Além disso, também merece atenção a coletiva de imprensa que o presidente do BC, Roberto Campos Neto, concede a partir das 11h. Também por aqui, merece atenção a prévia deste mês do índice de preços ao consumidor (IPCA-15), que deve seguir em campo negativo, apontando deflação no varejo brasileiro pelo terceiro mês seguido.

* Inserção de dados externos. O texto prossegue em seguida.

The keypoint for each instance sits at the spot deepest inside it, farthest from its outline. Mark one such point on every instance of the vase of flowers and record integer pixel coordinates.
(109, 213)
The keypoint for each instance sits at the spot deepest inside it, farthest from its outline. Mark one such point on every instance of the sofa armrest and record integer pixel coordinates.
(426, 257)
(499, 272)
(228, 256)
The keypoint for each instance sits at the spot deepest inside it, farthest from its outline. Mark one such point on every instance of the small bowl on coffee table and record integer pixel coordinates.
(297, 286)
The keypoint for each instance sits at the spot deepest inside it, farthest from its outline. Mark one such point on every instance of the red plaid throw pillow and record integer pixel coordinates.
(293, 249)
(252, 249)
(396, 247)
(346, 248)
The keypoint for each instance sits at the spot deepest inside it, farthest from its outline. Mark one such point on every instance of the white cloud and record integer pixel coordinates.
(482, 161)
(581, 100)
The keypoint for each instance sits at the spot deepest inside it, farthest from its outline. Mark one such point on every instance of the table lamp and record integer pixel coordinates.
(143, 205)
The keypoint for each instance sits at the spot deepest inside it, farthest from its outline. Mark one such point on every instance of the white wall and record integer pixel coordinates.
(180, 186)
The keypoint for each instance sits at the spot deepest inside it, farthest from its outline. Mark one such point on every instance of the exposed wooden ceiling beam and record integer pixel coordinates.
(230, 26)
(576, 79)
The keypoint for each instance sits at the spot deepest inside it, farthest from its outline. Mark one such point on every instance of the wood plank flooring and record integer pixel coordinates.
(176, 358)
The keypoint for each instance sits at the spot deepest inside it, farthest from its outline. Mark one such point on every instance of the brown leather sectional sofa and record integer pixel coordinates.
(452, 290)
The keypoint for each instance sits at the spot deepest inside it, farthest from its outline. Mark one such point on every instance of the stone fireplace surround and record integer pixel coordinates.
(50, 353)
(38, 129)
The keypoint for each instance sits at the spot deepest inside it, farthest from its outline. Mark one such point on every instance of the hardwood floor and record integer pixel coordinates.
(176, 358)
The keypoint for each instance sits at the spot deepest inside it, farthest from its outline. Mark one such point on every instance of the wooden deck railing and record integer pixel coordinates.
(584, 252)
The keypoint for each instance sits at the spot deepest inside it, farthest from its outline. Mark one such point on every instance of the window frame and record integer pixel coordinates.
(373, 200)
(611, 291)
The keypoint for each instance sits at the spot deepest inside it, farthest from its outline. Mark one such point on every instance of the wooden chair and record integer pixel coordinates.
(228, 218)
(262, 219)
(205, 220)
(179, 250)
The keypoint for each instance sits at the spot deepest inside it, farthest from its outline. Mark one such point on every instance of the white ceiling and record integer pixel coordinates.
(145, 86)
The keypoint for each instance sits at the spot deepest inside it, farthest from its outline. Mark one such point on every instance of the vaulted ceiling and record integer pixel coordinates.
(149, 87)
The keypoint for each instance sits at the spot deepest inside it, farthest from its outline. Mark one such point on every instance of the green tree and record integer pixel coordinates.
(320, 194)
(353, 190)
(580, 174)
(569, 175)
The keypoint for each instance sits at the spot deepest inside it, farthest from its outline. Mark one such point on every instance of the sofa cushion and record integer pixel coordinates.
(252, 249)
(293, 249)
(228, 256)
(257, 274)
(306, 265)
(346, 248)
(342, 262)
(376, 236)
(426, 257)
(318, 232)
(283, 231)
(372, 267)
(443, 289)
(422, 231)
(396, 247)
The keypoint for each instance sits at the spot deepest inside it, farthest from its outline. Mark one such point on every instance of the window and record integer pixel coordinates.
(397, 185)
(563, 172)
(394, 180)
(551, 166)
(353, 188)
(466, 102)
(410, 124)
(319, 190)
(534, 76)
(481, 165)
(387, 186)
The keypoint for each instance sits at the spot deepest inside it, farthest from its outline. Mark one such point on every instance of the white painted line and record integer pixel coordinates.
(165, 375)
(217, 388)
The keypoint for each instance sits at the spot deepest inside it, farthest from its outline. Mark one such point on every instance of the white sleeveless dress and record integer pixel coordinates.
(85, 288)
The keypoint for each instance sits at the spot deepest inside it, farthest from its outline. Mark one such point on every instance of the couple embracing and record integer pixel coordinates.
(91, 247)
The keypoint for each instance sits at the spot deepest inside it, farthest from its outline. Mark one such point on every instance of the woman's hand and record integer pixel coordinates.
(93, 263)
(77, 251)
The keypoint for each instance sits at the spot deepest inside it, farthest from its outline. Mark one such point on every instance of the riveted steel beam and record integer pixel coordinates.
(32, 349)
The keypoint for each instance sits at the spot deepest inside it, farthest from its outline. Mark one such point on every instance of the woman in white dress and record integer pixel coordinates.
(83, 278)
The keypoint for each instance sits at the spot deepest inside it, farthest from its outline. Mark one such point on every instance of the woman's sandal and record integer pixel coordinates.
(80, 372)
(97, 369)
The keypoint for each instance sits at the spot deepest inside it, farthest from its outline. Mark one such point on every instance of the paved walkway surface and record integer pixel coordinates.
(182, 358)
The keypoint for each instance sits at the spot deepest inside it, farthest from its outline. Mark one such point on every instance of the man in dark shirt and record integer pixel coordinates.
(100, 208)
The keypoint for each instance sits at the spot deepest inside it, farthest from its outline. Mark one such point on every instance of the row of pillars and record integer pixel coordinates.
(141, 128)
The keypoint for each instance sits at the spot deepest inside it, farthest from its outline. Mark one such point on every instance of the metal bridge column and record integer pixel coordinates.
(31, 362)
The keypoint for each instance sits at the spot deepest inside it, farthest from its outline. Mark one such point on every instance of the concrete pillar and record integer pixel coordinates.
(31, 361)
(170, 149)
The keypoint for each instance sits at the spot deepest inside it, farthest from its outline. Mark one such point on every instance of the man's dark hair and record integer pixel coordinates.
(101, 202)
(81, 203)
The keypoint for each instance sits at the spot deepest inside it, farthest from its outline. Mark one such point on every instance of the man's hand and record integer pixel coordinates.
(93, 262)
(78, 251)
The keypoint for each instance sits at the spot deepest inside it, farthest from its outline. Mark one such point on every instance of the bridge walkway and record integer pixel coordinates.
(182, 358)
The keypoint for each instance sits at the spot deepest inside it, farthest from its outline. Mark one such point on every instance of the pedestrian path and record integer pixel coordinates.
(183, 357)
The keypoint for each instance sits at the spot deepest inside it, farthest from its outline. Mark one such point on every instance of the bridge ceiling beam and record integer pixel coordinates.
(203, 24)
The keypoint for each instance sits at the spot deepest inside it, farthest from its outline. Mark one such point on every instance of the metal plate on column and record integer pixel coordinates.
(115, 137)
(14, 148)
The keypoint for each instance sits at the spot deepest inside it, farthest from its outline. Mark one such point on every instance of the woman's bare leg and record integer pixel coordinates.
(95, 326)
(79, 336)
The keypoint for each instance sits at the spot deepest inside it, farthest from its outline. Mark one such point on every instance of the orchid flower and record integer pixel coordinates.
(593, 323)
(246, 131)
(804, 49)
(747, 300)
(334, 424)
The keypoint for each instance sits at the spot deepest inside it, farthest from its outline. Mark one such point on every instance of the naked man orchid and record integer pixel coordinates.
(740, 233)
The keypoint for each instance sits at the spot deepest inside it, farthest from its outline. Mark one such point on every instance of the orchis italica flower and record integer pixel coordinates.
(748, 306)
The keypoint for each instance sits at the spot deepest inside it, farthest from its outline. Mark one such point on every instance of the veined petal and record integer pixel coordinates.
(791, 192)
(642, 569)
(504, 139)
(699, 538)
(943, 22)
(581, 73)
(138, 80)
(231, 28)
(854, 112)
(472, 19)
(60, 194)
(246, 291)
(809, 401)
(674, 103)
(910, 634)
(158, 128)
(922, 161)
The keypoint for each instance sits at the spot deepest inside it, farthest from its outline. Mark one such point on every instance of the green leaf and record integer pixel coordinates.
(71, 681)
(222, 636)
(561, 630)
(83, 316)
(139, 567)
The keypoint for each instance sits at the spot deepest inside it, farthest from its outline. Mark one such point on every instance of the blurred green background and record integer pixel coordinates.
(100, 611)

Porém, o indicador deve rondar próximo a zero, após ter registrado uma queda histórica em maio.
Já a taxa acumulada em 12 meses deve seguir abaixo de 2%, permanecendo aquém do piso do intervalo de tolerância perseguido pelo BC para este ano, de 2,50%. No exterior, o calendário também começa cedo, às 7h30, quando o Banco Central Europeu (BCE) publica a ata da reunião deste mês. Na ocasião, a BC da zona do euro ampliou os estímulos monetários, pulverizando mais liquidez ao mercado financeiro.
Do outro lado do Atlântico Norte, merecem atenção a terceira e última leitura do Produto Interno Bruto (PIB) dos EUA nos três primeiros meses deste ano, às 9h30. A segunda prévia trouxe queda anualizada de 5,0%. No mesmo horário, saem os pedidos semanais de auxílio-desemprego feitos no país e as encomendas de bens duráveis, que devem ajudar na calibragem do ritmo da recuperação do mercado de trabalho e da atividade no país.